Music Producers Guild executive director Cameron Craig highlighted the issues facing those who run independent recording studios, saying that the COVID pandemic had only recently shown “just how close to the bone” they are run.
“The unprecedented energy cost rises are just another body blow to a sector just finding its feet in a post-pandemic recovery once again creating an uncertain future,” Craig said. “We call on the government to help the recording sector or lose an integral part of the UK’s cultural and creative capital.”
UK Music back @ukMPG as they warn studios face closure without urgent action to tackle crippling energy bills.
Government need to cut VAT and extend business rate help to give a lifeline to music businesses fighting for survival.
— UK Music (@UK_Music) August 30, 2022
UK Music’s chief executive Jamie Njoku-Goodwin has also called on the government to urgently put in place measures that will help venues, studios and other music-related businesses survive. He has suggested cutting VAT down from 20 per cent and extending business rates help to give those affected in the industry a chance to survive.
“Spiralling energy costs have created an existential threat for venues and music studios,” Njoku-Goodwin said. “It’s urgent that the government takes action to support businesses with the costs they are facing. We all saw just how miserable life was without live music during the pandemic when venues were closed for months – the high cost of energy bills could now close them forever.
“The new prime minister must ensure that music businesses are included in the support measures that are brought forward to deal with soaring energy costs. The government should look at cutting VAT and extending business rate support to help music businesses that are fighting for their survival.”
The Music Venue Trust (MVT) has also taken a survey of its members, which comprise 941 venues across the UK, and found that they are facing on average a 316 per cent price hike, equalling a £5,179 energy bill per month for each venue. That’s a rise of £1,245.
The MVT has warned that approximately 30 per cent of its members now face the threat of permanent closure because of these skyrocketing prices.
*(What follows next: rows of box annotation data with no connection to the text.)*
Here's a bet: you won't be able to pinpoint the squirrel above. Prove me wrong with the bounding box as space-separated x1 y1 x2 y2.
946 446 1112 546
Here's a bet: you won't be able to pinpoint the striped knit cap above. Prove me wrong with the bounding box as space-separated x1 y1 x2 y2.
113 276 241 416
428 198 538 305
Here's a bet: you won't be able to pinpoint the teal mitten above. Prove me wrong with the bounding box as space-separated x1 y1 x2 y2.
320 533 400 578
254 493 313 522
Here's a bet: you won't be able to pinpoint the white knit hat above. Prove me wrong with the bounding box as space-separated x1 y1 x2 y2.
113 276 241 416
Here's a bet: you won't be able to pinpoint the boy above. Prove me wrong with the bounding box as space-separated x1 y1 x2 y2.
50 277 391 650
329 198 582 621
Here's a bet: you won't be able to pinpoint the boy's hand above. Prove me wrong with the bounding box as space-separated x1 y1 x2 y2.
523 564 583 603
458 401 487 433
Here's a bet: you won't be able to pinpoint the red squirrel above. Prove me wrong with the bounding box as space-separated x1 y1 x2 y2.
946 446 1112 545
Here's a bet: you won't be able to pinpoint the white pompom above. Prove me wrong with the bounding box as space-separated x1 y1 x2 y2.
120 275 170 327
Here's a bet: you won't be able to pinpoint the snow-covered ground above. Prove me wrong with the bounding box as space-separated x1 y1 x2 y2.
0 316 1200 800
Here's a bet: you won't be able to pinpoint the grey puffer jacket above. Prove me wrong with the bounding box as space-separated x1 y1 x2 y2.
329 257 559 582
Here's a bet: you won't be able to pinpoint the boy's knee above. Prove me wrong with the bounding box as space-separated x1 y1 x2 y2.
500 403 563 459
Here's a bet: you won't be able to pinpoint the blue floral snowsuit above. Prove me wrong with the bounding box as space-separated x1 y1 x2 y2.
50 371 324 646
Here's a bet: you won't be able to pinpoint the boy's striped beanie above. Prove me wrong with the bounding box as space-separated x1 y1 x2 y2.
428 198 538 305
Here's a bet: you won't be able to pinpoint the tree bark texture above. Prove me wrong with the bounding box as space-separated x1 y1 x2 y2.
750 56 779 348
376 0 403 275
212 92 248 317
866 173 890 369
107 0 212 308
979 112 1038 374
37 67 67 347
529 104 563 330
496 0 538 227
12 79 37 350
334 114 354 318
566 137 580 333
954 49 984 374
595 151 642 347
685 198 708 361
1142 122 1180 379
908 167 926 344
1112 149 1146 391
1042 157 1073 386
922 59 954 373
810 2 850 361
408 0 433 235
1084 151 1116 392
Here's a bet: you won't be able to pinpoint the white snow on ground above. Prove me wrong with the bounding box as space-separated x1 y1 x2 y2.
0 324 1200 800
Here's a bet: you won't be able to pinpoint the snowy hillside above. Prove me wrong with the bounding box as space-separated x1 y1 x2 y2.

The group’s CEO Mark Davyd said: “Alongside the simply unaffordable increases to costs, the government must urgently address the fact that the market for energy supply has collapsed.
A mixing desk at Abbey Road Studios CREDIT: English Heritage/Heritage Images via Getty Images
“We have multiple examples where venues do not have any option other than to accept whatever price increases and tariffs are proposed by the sole supplier prepared to offer them power at all. The situation has rapidly deteriorated into a monopoly.”
Earlier this month, Davyd told NME that the energy crisis threatened to “close more venues than the pandemic”.
“It feels weird to say it, but unlike during COVID when you could go, ‘OK, we need to raise some money now because in a year’s time the venues will be open,’ we can’t do that now because they’ll have to pay another electricity bill next year and the year after that, obviously,” he said. “I can’t see any end to this unless venues put their prices up.”
The MVT CEO added that the spiralling costs would either see music fans being asked to pay higher prices or venues eventually shutting completely. “The government should bring in a price cap immediately. At the moment, there’s a certain amount of just sitting back and seeing what happens. Something either works, or it doesn’t, and this doesn’t work.”